Picture in your mind, and it shouldn’t take much imagination, a young boy participating in the priesthood function of the Sacrament. He lowers his head during the prayers and then gleefully hands out the water and bread to the congregation. Just like what happens every Sunday, he returns to the cloth covered table and sets down the silver trays he passed around the room. There is nothing unusual about the actions.
What is relatively different is the boy. He is far from unable to perform normal tasks, but his mental capacity is abnormally limited. During any other time he won’t sit still without trying to talk to whoever will lend him an ear. Despite his age, his thoughts and actions are far closer to a person younger than Priesthood age. Often he has to be kindly reminded his behavior is not appropriate, although lacking any serious disruptive nature.
The difference between the boy with the Sacrament tray and the same boy without it in his hand can be remarkable. You are almost awe struck by his sincere appreciation of the routine Priesthood function as you are his antics at other times. It is a reminder that the gifts and blessings of the Priesthood are beyond the people who are given the responsibilities.
While thinking of this boy, the response in Ether 12:26-27 the worries of Moroni that no one would take his writing seriously came to mind:
And when I had said this, the Lord spake unto me, saying: Fools mock, but they shall mourn; and my grace is sufficient for the meek, that they shall take no advantage of your weakness;
And if men come unto me I will show unto them their weakness. I give unto men weakness that they may be humble; and my grace is sufficient for all men that humble themselves before me; for if they humble themselves before me, and have faith in me, then will I make weak things become strong unto them.
Equally amazing is the care the other Priesthood boys give to him. I have never seen, at least in my limited Church exposure, any grief or mockery of his less than normal abilities. On the other hand, he does seem to have a “wicked” sense of good humor that makes it hard to not like him. I imagine, and have seen, that he can give equally what he can take as the saying goes. There are those with far more limitations.
It is to those with worse handicaps that I wonder what the Priesthood has done for them both in using and receiving. How much self-respect is gained by doing whatever they can to magnify callings? For instance, how wonderful it must be for someone without arms to still be able to do the Sacrament using prosthetic limbs. Each time they might be reminded what they don’t have, but yet also realize the special blessing of the Atonement that one day, as stated in Alma 40:17, “The soul shall be restored to the body, and the body to the soul; yea, and every limb and joint shall be restored to its body; yea, even a hair of the head shall not be lost; but all things shall be restored to their proper and perfect frame.”

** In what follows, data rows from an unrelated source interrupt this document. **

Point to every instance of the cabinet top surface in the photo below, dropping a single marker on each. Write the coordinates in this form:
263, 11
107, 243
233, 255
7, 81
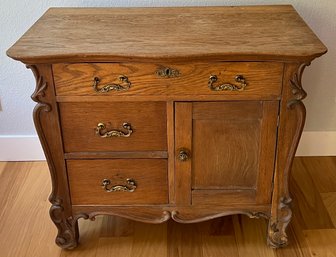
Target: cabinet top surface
174, 33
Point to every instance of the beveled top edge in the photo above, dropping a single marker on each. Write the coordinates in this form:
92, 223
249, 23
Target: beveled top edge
26, 53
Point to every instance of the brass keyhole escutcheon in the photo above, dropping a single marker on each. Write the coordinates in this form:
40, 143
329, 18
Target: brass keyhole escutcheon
184, 155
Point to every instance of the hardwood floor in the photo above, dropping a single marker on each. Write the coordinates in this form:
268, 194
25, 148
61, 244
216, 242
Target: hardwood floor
27, 231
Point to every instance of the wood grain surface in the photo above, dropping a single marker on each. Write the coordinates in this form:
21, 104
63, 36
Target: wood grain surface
148, 122
263, 79
233, 149
85, 180
27, 231
217, 33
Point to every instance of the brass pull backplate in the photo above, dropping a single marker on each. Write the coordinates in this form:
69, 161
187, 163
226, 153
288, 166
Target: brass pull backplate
227, 86
167, 73
124, 85
101, 131
183, 155
129, 187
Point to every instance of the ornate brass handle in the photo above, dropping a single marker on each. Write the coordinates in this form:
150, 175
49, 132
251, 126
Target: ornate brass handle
125, 85
129, 187
101, 127
227, 86
183, 155
167, 73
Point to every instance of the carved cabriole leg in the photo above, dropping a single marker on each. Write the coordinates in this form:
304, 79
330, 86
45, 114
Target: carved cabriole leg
292, 119
47, 126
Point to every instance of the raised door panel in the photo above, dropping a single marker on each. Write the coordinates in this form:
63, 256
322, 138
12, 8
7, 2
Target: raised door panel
232, 146
226, 140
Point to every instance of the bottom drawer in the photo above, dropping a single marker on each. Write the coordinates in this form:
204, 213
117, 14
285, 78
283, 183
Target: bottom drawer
115, 182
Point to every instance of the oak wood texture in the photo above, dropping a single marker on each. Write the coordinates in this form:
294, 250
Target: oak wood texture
243, 141
264, 79
233, 150
211, 33
46, 120
26, 230
85, 180
183, 140
148, 122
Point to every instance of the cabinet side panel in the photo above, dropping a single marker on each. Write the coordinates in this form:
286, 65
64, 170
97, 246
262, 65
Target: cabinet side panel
183, 136
46, 119
267, 151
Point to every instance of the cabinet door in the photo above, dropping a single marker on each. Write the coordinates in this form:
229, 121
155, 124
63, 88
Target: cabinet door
225, 152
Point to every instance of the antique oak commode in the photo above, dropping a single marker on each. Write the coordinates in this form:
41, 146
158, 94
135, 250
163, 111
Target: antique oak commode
158, 113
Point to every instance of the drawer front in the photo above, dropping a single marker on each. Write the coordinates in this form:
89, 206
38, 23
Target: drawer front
137, 79
115, 182
262, 80
102, 126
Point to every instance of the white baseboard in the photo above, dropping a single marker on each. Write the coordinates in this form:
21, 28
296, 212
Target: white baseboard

To be honest, I am not sure what kinds of leeway is given when the Priesthood holder might not have all the physical or mental faculties. Giving a blessing to the sick can’t be easy when a deaf person must lay their hands on a head. What kind of guidance exists for different circumstances? It could be on an individual bases that such questions are addressed. That a Priesthood holder still does their duty no matter how hard the circumstance I imagine is a powerful spiritual experience.
Each of us have our own handicaps no matter how “perfect” in other areas we might seem. The Priesthood is far more than a perfunctory part of Latter-day Saint membership for males. Taking that for granted is pridefully ignoring the greatness bestowed to the undeserved mortals. Those who have it should, with faith and repentant hearts, constantly remind themselves it is for the Lord’s work and not any personal gratification. Women of all ages should express appreciation to the men of all ages for doing their duty when properly carried out. It can be a positive reinforcement of the value and responsibility given to them in the ordinations. Those less able to perform the functions of the Priesthood might understand better than anyone how precious the gift of serving others. I pondered while watching an extraordinary boy doing an extraordinary Priesthood function that has become ordinary; done properly, the Priesthood can transform people on both sides of its influence.